DHL is also using GenAI-enabled voice robots to call customers and help them understand inbound duties due on their shipments. “Before current GenAI capabilities became available, this type of automation wouldn’t have been possible,” it says. Additional uses include GenAI-enabled system interfaces and deploy optimization algorithms that streamline warehouse tasks, and shipping solutions that help DHL “increase order fill rates and preempt errors, improving overall efficiency and customer experience.”
The Age of the Autonomous Supply Chain
DHL isn’t alone in its quest to apply GenAI to longstanding supply chain challenges around planning, compliance and coordination. “Less than a year ago, it seemed like that day when generative AI would bring about a new era of supply chain autonomy—one where AI could adeptly make all the inventory and logistics decisions—was still far off,” one group of academics explains in HBR. “But to the astonishment of many experts, including us, that day has arrived, at least in the lab.”
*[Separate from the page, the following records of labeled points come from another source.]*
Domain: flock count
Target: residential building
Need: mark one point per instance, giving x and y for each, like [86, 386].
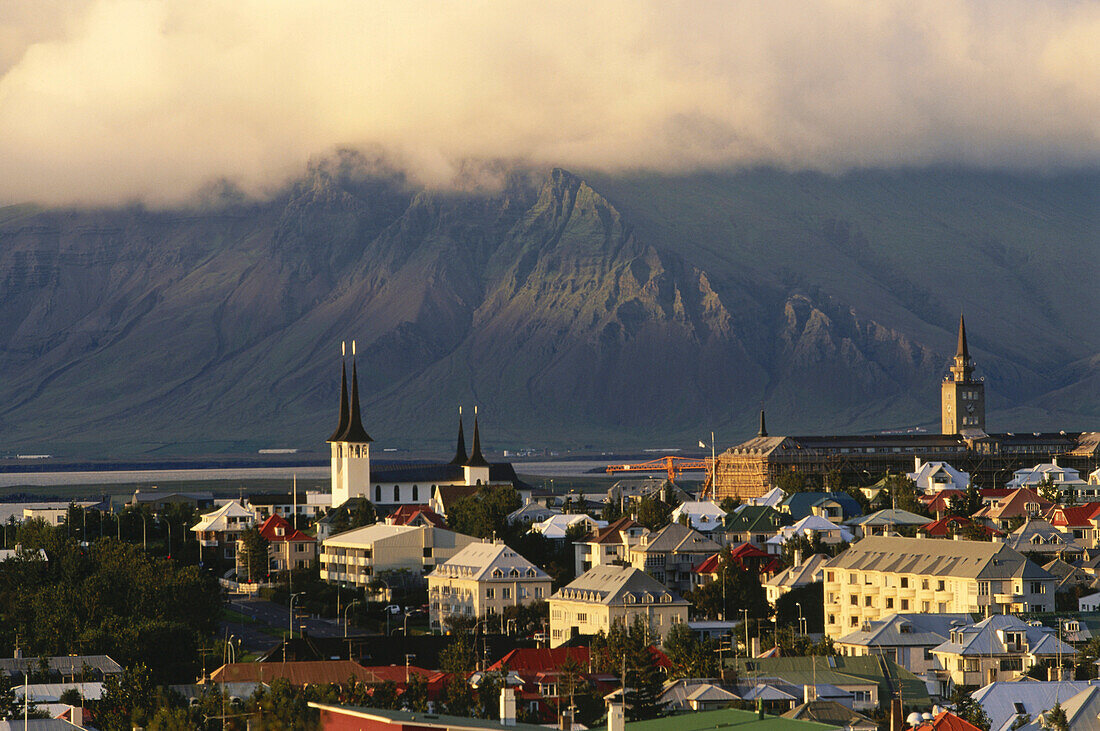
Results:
[835, 507]
[1001, 511]
[607, 545]
[905, 639]
[556, 528]
[1000, 648]
[671, 553]
[219, 530]
[355, 557]
[751, 524]
[481, 580]
[704, 516]
[932, 477]
[803, 573]
[1009, 702]
[1038, 536]
[812, 528]
[609, 594]
[884, 522]
[287, 547]
[887, 575]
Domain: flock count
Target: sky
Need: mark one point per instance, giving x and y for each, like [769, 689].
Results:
[112, 101]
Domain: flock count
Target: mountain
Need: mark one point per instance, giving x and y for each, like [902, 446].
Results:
[578, 309]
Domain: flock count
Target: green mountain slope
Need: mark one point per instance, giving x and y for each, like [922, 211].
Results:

The group’s own experiment revealed a divide in the capabilities of current GenAI models, although it says emerging models may soon outperform their predecessors. In the end, they say these four factors will determine the success of the advanced technology in the supply chain:
Reliability. “No amount of orchestration can fix a model that cannot understand the task or follow instructions.”
Guardrails. They say policies that constrain a gen AI agent’s range of possible actions can materially improve both efficiency and reliability.
Curated data. “LLMs don’t reason like humans,” the authors say. “The data that helps your team can distract an AI agent, leading to worse decisions and higher costs.”
Better prompts. The authors say prompt design can significantly improve the performance of less-capable models, but note that it may offer “limited benefit” for more-capable models.
Ultimately, the group concludes that the “age of the autonomous supply chain is at hand,” and that success will be about more than just deploying powerful models. “It will demand a new form of leadership that orchestrates intelligence rather than executes tasks, one that designs systems for learning rather than compliance.”